Nous ajouterons à ce décompte Lekha dodi, qui fait partie de l’office synagogal du vendredi soir, ainsi que Chalom ‘aleikhem et Echeth ‘hayil, que l’on peut considérer comme des hors-d’œuvre du premier repas de Chabbath.
Les airs sur lesquels sont chantés les zemiroth sont empruntés soit à la musique synagogale, comme celle de Lewandowski, soit le plus souvent aux musiques populaires en honneur dans les pays dont ils sont issus. Les familles séfarades originaires d’Afrique du nord affectionnent tout particulièrement les airs empruntés à la musique andalouse. Dans les milieux achkenazes, on reste fidèle aux musiques des pays dont ils sont originaires, en particulier de Russie, de Pologne, d’Allemagne ou d’Alsace.

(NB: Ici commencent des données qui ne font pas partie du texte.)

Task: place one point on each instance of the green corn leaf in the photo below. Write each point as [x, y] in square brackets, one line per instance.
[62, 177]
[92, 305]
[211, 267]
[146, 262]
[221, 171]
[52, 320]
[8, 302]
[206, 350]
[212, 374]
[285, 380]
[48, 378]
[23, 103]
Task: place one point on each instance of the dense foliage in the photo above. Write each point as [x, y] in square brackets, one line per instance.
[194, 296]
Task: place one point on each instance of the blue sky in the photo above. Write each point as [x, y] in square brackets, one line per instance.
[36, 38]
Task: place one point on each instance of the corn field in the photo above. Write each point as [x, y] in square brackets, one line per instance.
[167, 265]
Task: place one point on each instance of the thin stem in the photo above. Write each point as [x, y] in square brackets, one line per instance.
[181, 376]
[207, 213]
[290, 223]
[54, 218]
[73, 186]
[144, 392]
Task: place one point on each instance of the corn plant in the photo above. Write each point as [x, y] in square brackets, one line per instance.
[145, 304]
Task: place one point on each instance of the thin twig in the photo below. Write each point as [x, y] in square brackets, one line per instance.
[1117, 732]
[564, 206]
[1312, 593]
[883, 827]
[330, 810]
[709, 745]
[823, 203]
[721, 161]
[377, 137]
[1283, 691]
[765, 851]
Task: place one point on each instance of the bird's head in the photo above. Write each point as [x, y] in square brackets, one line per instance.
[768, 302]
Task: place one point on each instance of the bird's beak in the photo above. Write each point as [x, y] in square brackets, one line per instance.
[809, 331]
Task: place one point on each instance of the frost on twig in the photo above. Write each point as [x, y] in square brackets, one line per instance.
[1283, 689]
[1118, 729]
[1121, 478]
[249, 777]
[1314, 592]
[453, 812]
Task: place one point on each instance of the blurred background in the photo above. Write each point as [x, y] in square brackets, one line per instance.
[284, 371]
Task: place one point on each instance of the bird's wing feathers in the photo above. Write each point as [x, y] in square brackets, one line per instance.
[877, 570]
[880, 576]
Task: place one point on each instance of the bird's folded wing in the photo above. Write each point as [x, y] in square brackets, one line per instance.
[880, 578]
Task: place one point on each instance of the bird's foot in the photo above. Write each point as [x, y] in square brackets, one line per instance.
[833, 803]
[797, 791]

Signalons à ce sujet une réflexion attribuée au compositeur Frédéric Chopin par Frédérick Niecks, son biographe : « Pauvre musique polonaise ! Tu ne te rends pas compte le moins du monde à quel point tu seras entrelardée avec Ma youfis(prononciation judéo-polonaise de Ma yafith, l’une des zemiroth du vendredi soir) ! » Cette réflexion, venue de quelqu’un dont on sait qu’il ne portait pas les Juifs dans son cœur, atteste des liens avec les musiques vernaculaires.
Il convient encore de noter que les ‘hassidim, dont on sait le goût prononcé pour le chant, entonnent le Chabbath, tout autant que des zemiroth, des mélopées sans paroles, dont chacune est souvent caractéristique de leur obédience.